Rough Night, in its own way, has come under too much attention and interpretation—especially for a film not yet released—as well (dig that transition FOOLS!). Billed as the white version of the ladies hang out movie of 2017—Girls Trip being the black version—it has sparked a conversation about the balkanization of the film industry and the overt and systemic racism therein.
Yet, any kind of close look reveals one appears to be a pitch dark comedy about an accidental death at a bachelor party (think Very Bad Things) and the other is a hang out and party and sort life lessons out of the fallout (think the Hangover with more learning and emotion or Waiting to Exhale with more debauchery). Which makes me wonder if perhaps this is more about sexism in how we view women’s movies. But who knows.

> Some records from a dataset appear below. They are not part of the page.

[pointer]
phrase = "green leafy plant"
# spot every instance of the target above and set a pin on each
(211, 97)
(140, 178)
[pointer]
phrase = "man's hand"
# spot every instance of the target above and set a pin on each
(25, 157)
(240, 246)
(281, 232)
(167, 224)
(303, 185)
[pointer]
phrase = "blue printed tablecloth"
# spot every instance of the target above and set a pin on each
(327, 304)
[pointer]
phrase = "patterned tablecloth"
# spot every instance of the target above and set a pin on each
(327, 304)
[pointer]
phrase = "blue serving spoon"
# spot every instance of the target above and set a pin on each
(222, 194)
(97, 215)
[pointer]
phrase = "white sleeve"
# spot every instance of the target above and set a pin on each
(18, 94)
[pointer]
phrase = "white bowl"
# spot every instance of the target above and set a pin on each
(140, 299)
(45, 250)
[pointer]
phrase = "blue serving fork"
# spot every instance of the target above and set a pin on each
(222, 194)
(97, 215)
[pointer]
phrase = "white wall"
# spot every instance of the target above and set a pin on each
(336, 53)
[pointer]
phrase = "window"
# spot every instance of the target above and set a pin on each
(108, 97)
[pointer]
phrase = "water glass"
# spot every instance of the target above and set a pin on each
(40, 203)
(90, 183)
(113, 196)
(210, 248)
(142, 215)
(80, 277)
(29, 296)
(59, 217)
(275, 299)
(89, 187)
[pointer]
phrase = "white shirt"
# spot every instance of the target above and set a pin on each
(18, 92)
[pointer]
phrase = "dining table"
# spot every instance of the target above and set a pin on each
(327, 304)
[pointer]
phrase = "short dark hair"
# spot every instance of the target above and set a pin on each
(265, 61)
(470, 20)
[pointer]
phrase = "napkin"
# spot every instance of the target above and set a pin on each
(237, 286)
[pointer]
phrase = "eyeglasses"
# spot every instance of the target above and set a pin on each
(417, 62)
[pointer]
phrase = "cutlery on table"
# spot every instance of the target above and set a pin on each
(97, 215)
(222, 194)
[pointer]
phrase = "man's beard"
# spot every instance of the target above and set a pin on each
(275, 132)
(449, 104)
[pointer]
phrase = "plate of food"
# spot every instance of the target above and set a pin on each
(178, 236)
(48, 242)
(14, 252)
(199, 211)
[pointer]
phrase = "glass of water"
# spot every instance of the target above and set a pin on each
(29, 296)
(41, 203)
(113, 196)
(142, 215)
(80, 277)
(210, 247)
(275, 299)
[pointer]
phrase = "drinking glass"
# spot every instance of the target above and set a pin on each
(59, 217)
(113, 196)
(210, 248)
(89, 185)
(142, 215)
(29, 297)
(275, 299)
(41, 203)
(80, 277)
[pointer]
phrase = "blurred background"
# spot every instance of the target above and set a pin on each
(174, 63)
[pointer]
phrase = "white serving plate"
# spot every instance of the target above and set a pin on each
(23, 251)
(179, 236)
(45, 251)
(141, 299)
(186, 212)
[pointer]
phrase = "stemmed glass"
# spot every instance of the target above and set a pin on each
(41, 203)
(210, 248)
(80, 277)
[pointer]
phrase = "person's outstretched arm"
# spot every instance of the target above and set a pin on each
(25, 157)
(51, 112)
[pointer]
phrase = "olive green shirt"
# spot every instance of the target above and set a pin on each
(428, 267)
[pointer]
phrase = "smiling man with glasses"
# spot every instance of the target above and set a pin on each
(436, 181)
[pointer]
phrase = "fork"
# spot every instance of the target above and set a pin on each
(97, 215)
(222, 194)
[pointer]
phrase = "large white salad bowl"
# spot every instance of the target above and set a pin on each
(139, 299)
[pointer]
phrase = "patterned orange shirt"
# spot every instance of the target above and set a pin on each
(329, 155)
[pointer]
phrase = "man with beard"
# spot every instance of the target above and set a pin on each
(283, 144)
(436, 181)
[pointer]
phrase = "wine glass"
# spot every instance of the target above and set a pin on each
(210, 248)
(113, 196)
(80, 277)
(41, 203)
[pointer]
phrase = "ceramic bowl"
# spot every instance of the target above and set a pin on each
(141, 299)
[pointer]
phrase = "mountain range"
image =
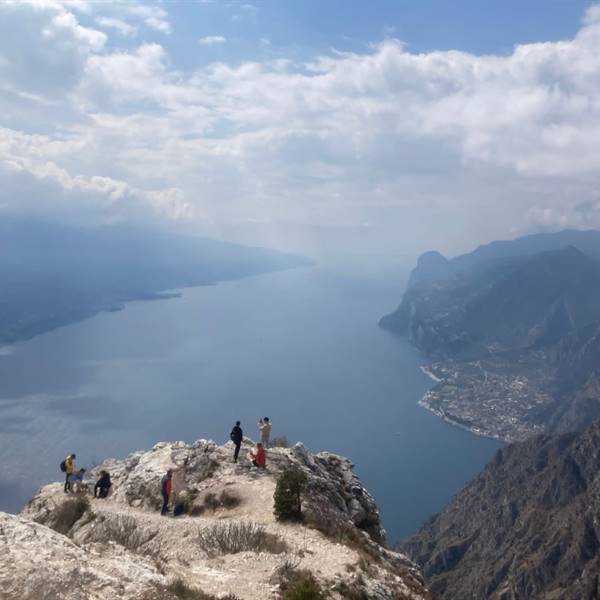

Cars is not the best Pixar movie it is true. But neither is it the worst and not just because its bad bad sequel certainly would come lower on the list. Cars is a solid middling offering from Pixar, a kind of “child’s first Pixar” film. I love its use of color, I like the voice casting, and I like the warmth all the characters are infused with, excepting Lightning’s main rival Chick Hicks who is voiced with obvious glee by Michael Keaton to be a wonderfully arrogant buffoon.
People who will tell you it is Doc Hollywood with cars are not wrong. But a lot of movies mine this “workaholic goes to small town, finds out what he/she have been missing” territory (see also: Sweet Home Alabama) and like so many stories, the key is execution. Cars never sets the world ablaze but is fine and sweet and never lingers too long.
Also, Paul Newman’s last role, so…I love me some Paul Newman.
I confess to not really knowing what to use for Rough Night so I offer these three quick takes on ones that might give you a feel
Chef- The last time Scarlett Johansson played a relatively human character AND got to do any kind of humor. Chef is not a world beater, but it is a good small movie that focuses on human interactions over plot. Johansson is somewhat improbable as the love interest but the fault does not lie with her performance.
Very Bad Things- As noted above, these two appear to be gender swapped versions of similar stories. Dark and mean spirited with a wicked turn by Cameron Diaz as a bride who has no intention of letting her future husband’s libido and involuntary manslaughter get in the way of her big day. I remember liking it but it has been sometime and I can see being turned off by its cynicism in a way that I wasn’t when I was mean cynical jerk kid.
The Hangover- For the bachelor/bachelorette party aspect. The Hangover remains, more often than not, a very funny movie. The parts that have aged poorly or into problematic, however, are glaring and impossible to ignore. A movie very of its just about ending at the time era, it is fair to say.